Peer Hultberg (8 November 1935 - 20 December 2007) was a Danish author and psychoanalyst.

Peer Hultberg was born in Vangede northwest of Copenhagen and lived in Horsens and Viborg during his child and teenage years. From 1953 he studied at the University of Copenhagen (French, musicology and Slavic languages). He lived for some years in Skopje and Warsaw and then moved to London in 1959. He continued his studies of Slavic languages at the University of London and achieved a B.A. in 1963.

Hultberg was a lecturer of Polish language and literature at the University of London for a couple of years while writing his thesis on the literary style of Wacław Berent. Having received his Ph.D., he moved back to his native country as a lecturer of the same subject at the University of Copenhagen in 1968. In 1973 he started studying Analytical psychology at the C. G. Jung Institute in Zürich getting a diploma in 1978.

He moved to Hamburg and worked as a Jungian analyst for several years.

His writing career started in 1968 when he publiced two novels, but his breakthrough came with Requiem from 1985, a novel of 611 pages and 537 chapters. His other major achievement is Byen og verden from 1992 for which he was awarded the Danish Critics' Prize and later Nordic Council's Literature Prize. In 2004, Hultberg received the Grand Prize of the Danish Academy.

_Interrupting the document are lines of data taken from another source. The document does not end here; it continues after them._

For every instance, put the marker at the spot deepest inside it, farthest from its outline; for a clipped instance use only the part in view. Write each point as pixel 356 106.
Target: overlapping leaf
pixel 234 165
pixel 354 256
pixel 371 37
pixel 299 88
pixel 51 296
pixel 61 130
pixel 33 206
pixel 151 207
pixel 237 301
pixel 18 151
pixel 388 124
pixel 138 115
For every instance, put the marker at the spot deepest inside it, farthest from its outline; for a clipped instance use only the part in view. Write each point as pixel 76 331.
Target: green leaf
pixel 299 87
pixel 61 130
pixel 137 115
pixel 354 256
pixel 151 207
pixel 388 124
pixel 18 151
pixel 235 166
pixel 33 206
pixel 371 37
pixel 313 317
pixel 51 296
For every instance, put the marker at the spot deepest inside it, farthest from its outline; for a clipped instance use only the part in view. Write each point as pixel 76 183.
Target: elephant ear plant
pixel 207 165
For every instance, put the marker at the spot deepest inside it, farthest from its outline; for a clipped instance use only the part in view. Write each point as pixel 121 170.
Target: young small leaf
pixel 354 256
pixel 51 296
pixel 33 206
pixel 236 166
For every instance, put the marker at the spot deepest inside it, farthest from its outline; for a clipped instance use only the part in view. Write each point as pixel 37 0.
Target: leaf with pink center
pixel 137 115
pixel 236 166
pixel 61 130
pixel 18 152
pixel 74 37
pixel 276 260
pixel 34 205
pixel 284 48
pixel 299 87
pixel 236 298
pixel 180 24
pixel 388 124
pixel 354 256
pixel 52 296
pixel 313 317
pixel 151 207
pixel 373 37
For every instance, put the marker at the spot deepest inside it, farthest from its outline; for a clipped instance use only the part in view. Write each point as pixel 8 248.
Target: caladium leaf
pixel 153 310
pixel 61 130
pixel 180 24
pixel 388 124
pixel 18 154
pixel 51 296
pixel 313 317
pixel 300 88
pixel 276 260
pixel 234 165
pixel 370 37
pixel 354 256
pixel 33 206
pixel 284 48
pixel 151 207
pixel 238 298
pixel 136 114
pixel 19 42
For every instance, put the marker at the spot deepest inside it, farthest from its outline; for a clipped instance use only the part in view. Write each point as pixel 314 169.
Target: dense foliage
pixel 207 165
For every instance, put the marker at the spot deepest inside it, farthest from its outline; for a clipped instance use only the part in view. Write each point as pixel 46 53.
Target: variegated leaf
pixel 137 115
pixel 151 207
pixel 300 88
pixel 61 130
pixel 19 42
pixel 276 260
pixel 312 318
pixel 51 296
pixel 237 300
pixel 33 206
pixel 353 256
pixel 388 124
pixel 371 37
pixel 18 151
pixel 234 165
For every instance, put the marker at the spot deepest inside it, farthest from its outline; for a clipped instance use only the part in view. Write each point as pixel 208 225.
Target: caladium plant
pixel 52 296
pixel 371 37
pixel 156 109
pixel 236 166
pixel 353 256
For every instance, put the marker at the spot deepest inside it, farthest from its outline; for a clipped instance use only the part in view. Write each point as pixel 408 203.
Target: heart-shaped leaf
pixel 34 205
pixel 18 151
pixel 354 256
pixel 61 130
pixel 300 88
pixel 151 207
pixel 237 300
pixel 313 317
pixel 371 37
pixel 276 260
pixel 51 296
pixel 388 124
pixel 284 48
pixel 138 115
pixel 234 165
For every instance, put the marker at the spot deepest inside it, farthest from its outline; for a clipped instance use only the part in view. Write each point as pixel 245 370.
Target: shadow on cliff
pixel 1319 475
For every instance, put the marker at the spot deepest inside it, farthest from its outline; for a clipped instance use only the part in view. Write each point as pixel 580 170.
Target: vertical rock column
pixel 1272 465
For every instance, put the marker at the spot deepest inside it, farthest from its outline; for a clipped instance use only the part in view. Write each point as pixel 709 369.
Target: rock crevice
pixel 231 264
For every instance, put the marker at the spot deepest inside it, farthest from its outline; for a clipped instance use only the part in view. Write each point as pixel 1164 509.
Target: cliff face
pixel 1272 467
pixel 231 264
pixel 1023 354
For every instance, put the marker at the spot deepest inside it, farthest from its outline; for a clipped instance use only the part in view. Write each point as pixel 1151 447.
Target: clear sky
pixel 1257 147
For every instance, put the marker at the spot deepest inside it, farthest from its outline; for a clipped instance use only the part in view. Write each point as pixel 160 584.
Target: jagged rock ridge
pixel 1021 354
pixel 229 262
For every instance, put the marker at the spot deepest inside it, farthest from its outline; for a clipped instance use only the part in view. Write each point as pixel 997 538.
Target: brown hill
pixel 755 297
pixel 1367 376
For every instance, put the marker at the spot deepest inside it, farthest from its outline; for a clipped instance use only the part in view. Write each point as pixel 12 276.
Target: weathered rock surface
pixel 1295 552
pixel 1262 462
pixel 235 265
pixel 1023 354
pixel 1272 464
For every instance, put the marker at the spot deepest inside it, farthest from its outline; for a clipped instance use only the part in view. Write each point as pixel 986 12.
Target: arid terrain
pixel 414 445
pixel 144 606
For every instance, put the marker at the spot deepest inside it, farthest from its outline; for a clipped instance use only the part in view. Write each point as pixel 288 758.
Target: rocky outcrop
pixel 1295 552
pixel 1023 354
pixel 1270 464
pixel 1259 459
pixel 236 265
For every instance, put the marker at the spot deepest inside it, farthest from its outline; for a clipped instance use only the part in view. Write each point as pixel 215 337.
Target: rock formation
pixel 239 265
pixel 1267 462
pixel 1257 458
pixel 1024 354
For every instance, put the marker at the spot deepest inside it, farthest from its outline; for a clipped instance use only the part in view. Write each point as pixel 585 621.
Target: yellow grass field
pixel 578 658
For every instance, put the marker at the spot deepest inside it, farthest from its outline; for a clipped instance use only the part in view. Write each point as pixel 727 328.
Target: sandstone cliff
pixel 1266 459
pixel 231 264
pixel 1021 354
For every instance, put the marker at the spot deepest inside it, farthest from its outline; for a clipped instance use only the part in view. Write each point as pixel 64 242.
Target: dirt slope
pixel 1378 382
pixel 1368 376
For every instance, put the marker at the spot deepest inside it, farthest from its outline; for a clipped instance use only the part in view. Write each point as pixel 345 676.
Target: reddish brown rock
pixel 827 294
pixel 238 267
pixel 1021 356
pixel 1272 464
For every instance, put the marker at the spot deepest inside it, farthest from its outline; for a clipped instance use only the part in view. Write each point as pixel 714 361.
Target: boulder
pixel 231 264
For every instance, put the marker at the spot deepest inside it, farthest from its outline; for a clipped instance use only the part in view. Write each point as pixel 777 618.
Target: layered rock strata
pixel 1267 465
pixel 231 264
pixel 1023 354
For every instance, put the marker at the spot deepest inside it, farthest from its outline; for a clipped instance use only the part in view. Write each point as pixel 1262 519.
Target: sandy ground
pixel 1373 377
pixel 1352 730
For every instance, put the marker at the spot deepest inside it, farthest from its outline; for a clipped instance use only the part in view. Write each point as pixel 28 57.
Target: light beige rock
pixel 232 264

He lived for more than twenty years in Hamburg,with his partner in life and art, the Swiss painter, photographer and conceptual artist Alfred Wäspi (1943-2022), who illustrated several of his book. Hultberg died of cancer in December 2007 .
==Writings==
Danish titles by Peer Hultberg (none are translated to English):
- Mytologisk landskab med Daphnes forvandling (novel, 1968)
- Desmond! (novel, 1968)
- Requiem (novel, 1985)(German title: Requim)
- Slagne veje (novel, 1988) (German title: Spurweiten)
- Præludier (novel, 1989)(German title: Präludien, French Title Préludes, traduction française de Terje Sinding, édit.Circé))
- Byen og verden (novel, 1992)( German Title: Die Stadt und die Welt. Roman in 100 Texten (Salzburg: Jung und Jung, 2008))
- Kronologi (novel, 1995)
- De skrøbelige (play, 1998)
- Fædra (play, 2000)
- Kunstgreb (play, 2000)
- Min verden - bogstavligt talt (biography, 2005)
- Vredens nat (novel, 2008) (German Title: Eines Nachts. Roman (Salzburg: Jung und Jung, 2007))
- Selvbiografi (2009) (German Title: Selbstbiographie.)
- Brev (2009) (German Title: Briefe.)